Knowing the lifetime of self-sacrifice in securing the land of Las
Palomas, I sympathized with the old ranchero in his despondency.

"I never blamed you much, Tom," he resumed after a silence; "but
there's something about cattle life which I can't explain. It seems to
disqualify a man for ever making a good citizen afterward. He roams and
runs around, wasting his youth, and gets so foxy he never marries."

"But June and the widow made the riffle finally," I protested.

"Yes, they did, and that's something to the good, but they never had
any children. Waited ten years after Annear was killed, and then got
married. That was one of Jean's matches. Tom, you must go over and see
Juana before you go. There was a match that I made. Just think of it,
they have eight children, and Fidel is prouder over them than I ever was
of this ranch. The natives have never disappointed me, but the Caucasian
seems to be played out."

I remained overnight at the ranch. After supper, sitting in his chair
before a cheerful fire, Uncle Lance dozed off to sleep, leaving his
sister and myself to entertain each other. I had little to say of my
past, and the future was not encouraging, except there was always work
to do. But Miss Jean unfolded like the pages of an absorbing chronicle,
and gave me the history of my old acquaintances in the valley. Only a
few of the girls had married. Frances Vaux, after flirting away her
youth, had taken the veil in one of the orders in her church. My old
sweetheart was contentedly living a life of seclusion on the ranch on
which she was born, apparently happy, but still interested in any word
of me in my wanderings. The young men of my acquaintance, except where
married, were scattered wide, the whereabouts of nearly all of them
unknown. Tony Hunter had held the McLeod estate together, and it had
prospered exceedingly under his management.
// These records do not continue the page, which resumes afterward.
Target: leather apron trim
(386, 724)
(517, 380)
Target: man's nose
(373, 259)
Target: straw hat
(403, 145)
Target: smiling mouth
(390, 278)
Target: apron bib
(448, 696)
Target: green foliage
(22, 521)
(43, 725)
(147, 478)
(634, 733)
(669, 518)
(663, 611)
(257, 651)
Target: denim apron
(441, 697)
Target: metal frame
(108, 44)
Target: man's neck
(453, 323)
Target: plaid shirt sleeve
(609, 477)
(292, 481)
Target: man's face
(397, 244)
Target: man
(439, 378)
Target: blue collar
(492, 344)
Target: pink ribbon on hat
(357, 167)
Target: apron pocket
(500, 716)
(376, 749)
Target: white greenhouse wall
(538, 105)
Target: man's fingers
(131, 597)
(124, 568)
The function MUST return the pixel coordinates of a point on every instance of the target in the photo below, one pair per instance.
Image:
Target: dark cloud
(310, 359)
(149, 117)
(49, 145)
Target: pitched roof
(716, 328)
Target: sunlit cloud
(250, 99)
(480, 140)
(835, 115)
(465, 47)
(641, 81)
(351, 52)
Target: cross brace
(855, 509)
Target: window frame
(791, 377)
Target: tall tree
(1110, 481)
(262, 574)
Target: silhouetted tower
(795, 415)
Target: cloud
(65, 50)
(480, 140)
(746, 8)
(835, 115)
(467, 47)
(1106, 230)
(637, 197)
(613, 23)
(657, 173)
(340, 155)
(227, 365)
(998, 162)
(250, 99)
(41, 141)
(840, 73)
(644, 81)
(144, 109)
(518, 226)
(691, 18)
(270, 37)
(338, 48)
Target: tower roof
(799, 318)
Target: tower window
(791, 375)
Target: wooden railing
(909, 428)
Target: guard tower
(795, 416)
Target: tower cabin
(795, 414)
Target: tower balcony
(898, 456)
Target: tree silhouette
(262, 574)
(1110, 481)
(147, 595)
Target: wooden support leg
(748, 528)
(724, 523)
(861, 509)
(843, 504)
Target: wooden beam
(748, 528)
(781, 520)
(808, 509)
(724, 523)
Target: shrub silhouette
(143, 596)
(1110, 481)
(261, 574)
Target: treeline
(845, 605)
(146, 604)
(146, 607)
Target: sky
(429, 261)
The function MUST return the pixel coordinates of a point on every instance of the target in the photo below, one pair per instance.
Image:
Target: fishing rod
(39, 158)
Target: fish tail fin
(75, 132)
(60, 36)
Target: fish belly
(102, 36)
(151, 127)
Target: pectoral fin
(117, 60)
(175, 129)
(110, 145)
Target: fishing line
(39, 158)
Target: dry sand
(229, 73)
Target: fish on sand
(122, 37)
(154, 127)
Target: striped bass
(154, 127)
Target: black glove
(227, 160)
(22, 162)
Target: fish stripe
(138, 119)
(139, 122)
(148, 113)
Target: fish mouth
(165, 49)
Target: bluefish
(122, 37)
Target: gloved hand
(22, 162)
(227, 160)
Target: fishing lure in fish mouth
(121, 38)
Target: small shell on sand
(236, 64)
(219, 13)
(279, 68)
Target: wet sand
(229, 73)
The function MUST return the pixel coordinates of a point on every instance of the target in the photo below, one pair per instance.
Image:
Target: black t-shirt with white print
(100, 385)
My old friend, Red Earnest,
who outrode me in the relay race at the tournament in June, '77, was
married and serving in the Customs Service on the Rio Grande as a
mounted river guard.

The next morning, I made the round of the Mexican quarters, greeting my
old friends, before taking my leave and starting for the railroad.
The cottage which had been built for Esther and me stood vacant and
windowless, being used only for a storehouse for _zacahuiste_. As I rode
away, the sight oppressed me; it brought back the June time of my youth,
even the hour and instant in which our paths separated. On reaching the
last swell of ground, several miles from the ranch, which would give me
a glimpse of headquarters, I halted my horse in a farewell view. The
sleepy old ranch cosily nestled among the encinal oaks revived a
hundred memories, some sad, some happy, many of which have returned in
retrospect during lonely hours since.